Ich mag kein Schnee mehr sehen. Seit Mittwoch, bin ich nicht mehr geritten und auch spazieren gehen gestaltet sich sehr schwierig.
Freitag habe ich die Pferde abends an der Longe gehen lassen. Svandis trat auch ganz gut zu – aber rechte Hand tritt sie vorn rechts deutlich kürzer als vorn links. Linke Hand sieht man fast keinen Unterschied. Links herum ist sie auch freiwillig angetrabt und auch mal angaloppiert – rechts herum langsamer und schneller Schritt, mehr nicht. 15 Minuten Bewegen an der Longe, hat ihr gereicht um ordentlich zu schnaufen.
Björt kam auch an die Longe. Sie wollte gleich losstürmen, also mit ihr wieder am Langsam gehen gearbeitet. Klappte dann auch. Traben hat sie nach 2 Runden von selbst abgebrochen, war ihr im hohen Schnee zu anstrengend.

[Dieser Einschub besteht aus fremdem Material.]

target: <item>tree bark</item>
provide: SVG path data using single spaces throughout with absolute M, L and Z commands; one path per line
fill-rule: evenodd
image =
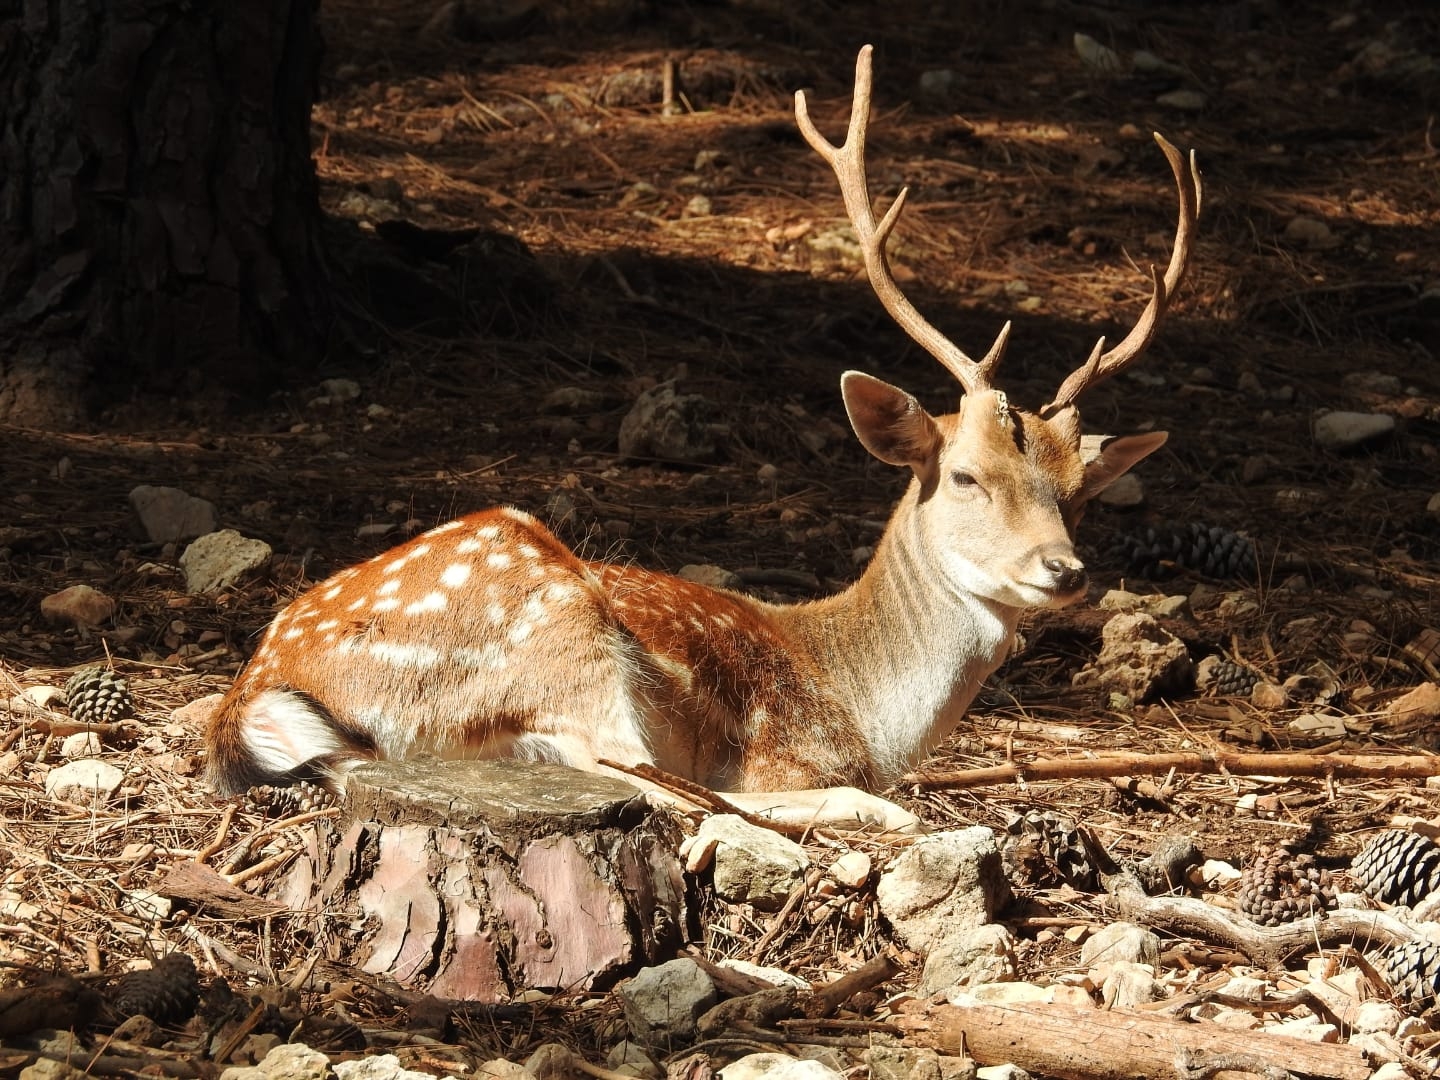
M 318 358 L 316 8 L 0 4 L 0 421 L 253 396 Z
M 678 823 L 622 780 L 520 761 L 384 761 L 269 899 L 329 959 L 438 997 L 603 989 L 690 929 Z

Heute mussten wir zur Mittagszeit zu Onkel und Tante auf den Kappenberg. Autofahren wollten wir bei dem Wetter nicht. So sind wir Edlers dick vermummt losgestapft. Feldweg… nein. Kein Durchkommen. Umgedreht – Südweg hoch. Teilweise Kniehohe Schneeverwehungen. War schon ziemlich anstrengend da hoch zu kommen. Durch Oberbecksen war auch nicht geschoben. Aber da lag durch den Schutz der Häuser nicht ganz so viel Schnee. Und einige Fahrspuren waren auch da, in denen man ganz gut laufen konnte. Statt 30 Minuten wie „normal“ haben wir heute trotz zügigem Gehen fast eine Stunde gebraucht.
Zurück das gleiche Spiel. Ca 16.40 Uhr losgelaufen, 17.20 Uhr waren wir wieder hier. Südweg ist tagsüber noch mehr zugeweht. Das wird Vaters Holder nicht freischieben können. Vielleicht Tunnel unter dem Schnee bauen??? Ist bestimmt einfacher als freischaufeln.